When designing applications for the cloud, irrespective of the chosen platform, I have often found it useful to consider four specific topics during my initial discussions: scalability, availability, manageability and feasibility.
It is important to remember that the items presented under each topic within this article are not an exhaustive list and are aimed only at presenting a starting point for a series of long and detailed conversations with the stakeholders of your project, always the most important part of the design of any application. The aim of these conversations should be to produce an initial high-level design and architecture. This is achieved by considering these four key elements holistically within the domain of the customers project requirements, always remembering to consider the side-effects and trade-offs of any design decision (i.e. what we gain vs. what we lose, or what we make more difficult).
Conversations about scalability should focus on any requirement to add additional capacity to the application and related services to handle increases in load and demand. It is particularly important to consider each application tier when designing for scalability, how they should scale individually and how we can avoid contention issues and bottlenecks. Key areas to consider include:
- Will we need to scale individual application layers and, if so, how can we achieve this without affecting availability?
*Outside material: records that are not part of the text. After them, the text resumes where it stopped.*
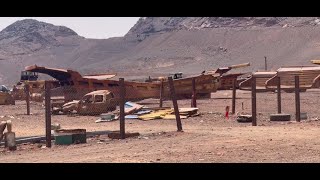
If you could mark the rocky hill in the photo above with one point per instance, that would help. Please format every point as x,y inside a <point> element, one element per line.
<point>160,45</point>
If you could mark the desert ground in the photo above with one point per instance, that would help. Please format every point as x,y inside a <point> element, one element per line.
<point>209,137</point>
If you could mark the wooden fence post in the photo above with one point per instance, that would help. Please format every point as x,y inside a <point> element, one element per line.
<point>297,97</point>
<point>254,102</point>
<point>175,104</point>
<point>48,113</point>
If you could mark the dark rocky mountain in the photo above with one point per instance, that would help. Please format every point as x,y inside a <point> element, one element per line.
<point>160,45</point>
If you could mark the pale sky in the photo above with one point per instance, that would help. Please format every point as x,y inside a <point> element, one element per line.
<point>88,27</point>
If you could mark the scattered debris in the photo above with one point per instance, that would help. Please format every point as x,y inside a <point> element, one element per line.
<point>116,135</point>
<point>107,118</point>
<point>130,107</point>
<point>244,118</point>
<point>70,136</point>
<point>280,117</point>
<point>131,116</point>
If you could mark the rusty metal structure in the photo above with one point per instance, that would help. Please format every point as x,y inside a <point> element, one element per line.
<point>72,85</point>
<point>261,78</point>
<point>309,78</point>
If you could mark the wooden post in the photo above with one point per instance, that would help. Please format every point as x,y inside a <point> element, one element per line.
<point>194,93</point>
<point>161,94</point>
<point>234,88</point>
<point>122,112</point>
<point>279,94</point>
<point>254,101</point>
<point>48,113</point>
<point>297,92</point>
<point>27,91</point>
<point>175,104</point>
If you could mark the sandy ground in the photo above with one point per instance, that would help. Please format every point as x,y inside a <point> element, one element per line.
<point>206,138</point>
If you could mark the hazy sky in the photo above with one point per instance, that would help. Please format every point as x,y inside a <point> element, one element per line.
<point>89,27</point>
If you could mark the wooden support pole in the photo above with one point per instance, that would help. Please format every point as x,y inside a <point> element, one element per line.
<point>234,88</point>
<point>297,97</point>
<point>48,113</point>
<point>27,92</point>
<point>175,104</point>
<point>254,102</point>
<point>194,93</point>
<point>279,94</point>
<point>161,94</point>
<point>122,112</point>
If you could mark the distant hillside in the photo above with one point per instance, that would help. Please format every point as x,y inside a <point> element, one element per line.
<point>158,45</point>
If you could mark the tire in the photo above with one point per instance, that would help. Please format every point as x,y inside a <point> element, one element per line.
<point>280,117</point>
- How quickly will we need to scale individual services?
- How do we add additional capacity to the application or any part of it?
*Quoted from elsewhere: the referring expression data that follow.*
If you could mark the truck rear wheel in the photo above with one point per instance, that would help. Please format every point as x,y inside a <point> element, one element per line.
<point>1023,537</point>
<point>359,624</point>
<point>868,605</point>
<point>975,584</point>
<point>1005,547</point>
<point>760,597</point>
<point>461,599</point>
- Will the application need to run at scale 24x7, or can we scale-down outside business hours or at weekends for example?
Platform / Data
- Can we work within the constraints of our chosen persistence services while working at scale (database size, transaction throughput, etc.)?
- How can we partition our data to aid scalability within persistence platform constraints (e.g. maximum database sizes, concurrent request limits, etc.)?
- How can we ensure we are making efficient and effective use of platform resources? As a rule of thumb, I generally tend towards a design based on many small instances, rather than fewer large ones.
- Can we collapse tiers to minimise internal network traffic and use of resources, whilst maintaining efficient scalability and future code maintainability?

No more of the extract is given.